Step 304：The merging of positive negative sample is put into the loss function of the Euclidean distance represented about paper distribution using δ In, and the loss function for being balanced positive negative sample calculates, and obtains whole loss function L, performs step 305；

Step 305：Non-linear transform function f is determined using stochastic gradient descent algorithm_θ, complete any two paper section Point paper_aWith paper_oExpression study.

Network node expression is that each node in network is described with a vector.In order to handle in social networks Numerous and jumbled information and neighbor node relationship, the present invention propose a kind of parametrization network node represent learning method.It is this Network node represents that learning method can learn to a nonlinear mapping function so that can be simply from network node The vector that content information obtains network node represents.The vector of one node is represented, first can obtain it using random walk All mid-side nodes, then according to the relationship between twin network struction node and its neighbor node, and then learn to determine Nonlinear Mapping Function.In order to verify the effect of the present invention, the present invention carries out node point using Cora data sets to whole nodes of paper network The work of class, in the emulation experiment, the network node that is obtained by the method for the present invention represents vector with identical SVM classifier In the case of, classification results are significantly better than other methods, can verify that the present invention is carrying out network node table to paper network Show that aspect is effective.

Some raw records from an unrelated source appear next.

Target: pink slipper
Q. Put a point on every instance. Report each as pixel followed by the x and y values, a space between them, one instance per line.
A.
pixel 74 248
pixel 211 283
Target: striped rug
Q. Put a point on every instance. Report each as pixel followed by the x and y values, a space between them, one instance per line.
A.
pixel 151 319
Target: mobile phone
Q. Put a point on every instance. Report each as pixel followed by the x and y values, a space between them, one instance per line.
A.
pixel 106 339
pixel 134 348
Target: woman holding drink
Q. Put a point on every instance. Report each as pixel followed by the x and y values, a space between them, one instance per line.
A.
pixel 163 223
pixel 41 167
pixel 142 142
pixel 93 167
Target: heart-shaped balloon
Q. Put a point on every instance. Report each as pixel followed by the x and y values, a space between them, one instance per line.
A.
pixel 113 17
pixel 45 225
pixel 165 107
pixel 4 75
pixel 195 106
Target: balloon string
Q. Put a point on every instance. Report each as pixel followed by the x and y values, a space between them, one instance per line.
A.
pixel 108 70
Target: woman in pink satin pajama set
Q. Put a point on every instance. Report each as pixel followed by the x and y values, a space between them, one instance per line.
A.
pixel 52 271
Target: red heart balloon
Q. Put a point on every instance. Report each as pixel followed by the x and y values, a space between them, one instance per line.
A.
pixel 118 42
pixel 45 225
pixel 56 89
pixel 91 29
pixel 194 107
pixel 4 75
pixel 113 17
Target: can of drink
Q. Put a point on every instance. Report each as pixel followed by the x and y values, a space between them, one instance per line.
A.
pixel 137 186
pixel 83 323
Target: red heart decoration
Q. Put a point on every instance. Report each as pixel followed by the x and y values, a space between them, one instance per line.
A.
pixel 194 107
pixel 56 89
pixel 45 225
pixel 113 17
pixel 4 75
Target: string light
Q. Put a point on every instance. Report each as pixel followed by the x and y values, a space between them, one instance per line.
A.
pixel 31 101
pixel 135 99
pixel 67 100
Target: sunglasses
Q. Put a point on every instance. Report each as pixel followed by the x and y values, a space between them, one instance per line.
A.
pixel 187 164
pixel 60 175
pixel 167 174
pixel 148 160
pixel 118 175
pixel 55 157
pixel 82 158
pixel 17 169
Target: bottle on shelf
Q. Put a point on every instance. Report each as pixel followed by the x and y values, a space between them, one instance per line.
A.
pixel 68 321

Description of the drawings

Fig. 1 is the flow chart that the paper network node that the present invention parameterizes represents study.

Fig. 2 is the evaluation result of the Micro-F1 indexs in Cora data sets.

Fig. 3 is the evaluation result of the Macro-F1 indexs in Cora data sets.

Fig. 4 is the evaluation result of the Micro-F1 indexs in Wiki data sets.

Fig. 5 is the evaluation result of the Macro-F1 indexs in Wiki data sets.

Specific embodiment

Below in conjunction with drawings and examples, the present invention is described in further detail.

In the present invention, paper is denoted as paper, and more paper paper form a paper set, are denoted as AP, and AP= {paper₁,paper₂,…,paper_a,…,paper_o,…,paper_A}；Any one paper in the paper set AP exists It is known as a paper node in star paper network structure；

paper₁Represent first paper node；

paper₂Represent second paper node；

paper_aRepresent a-th of paper node, a represents the identification number of paper node；

paper_ARepresent the last one paper node, A represents paper sum, a ∈ A.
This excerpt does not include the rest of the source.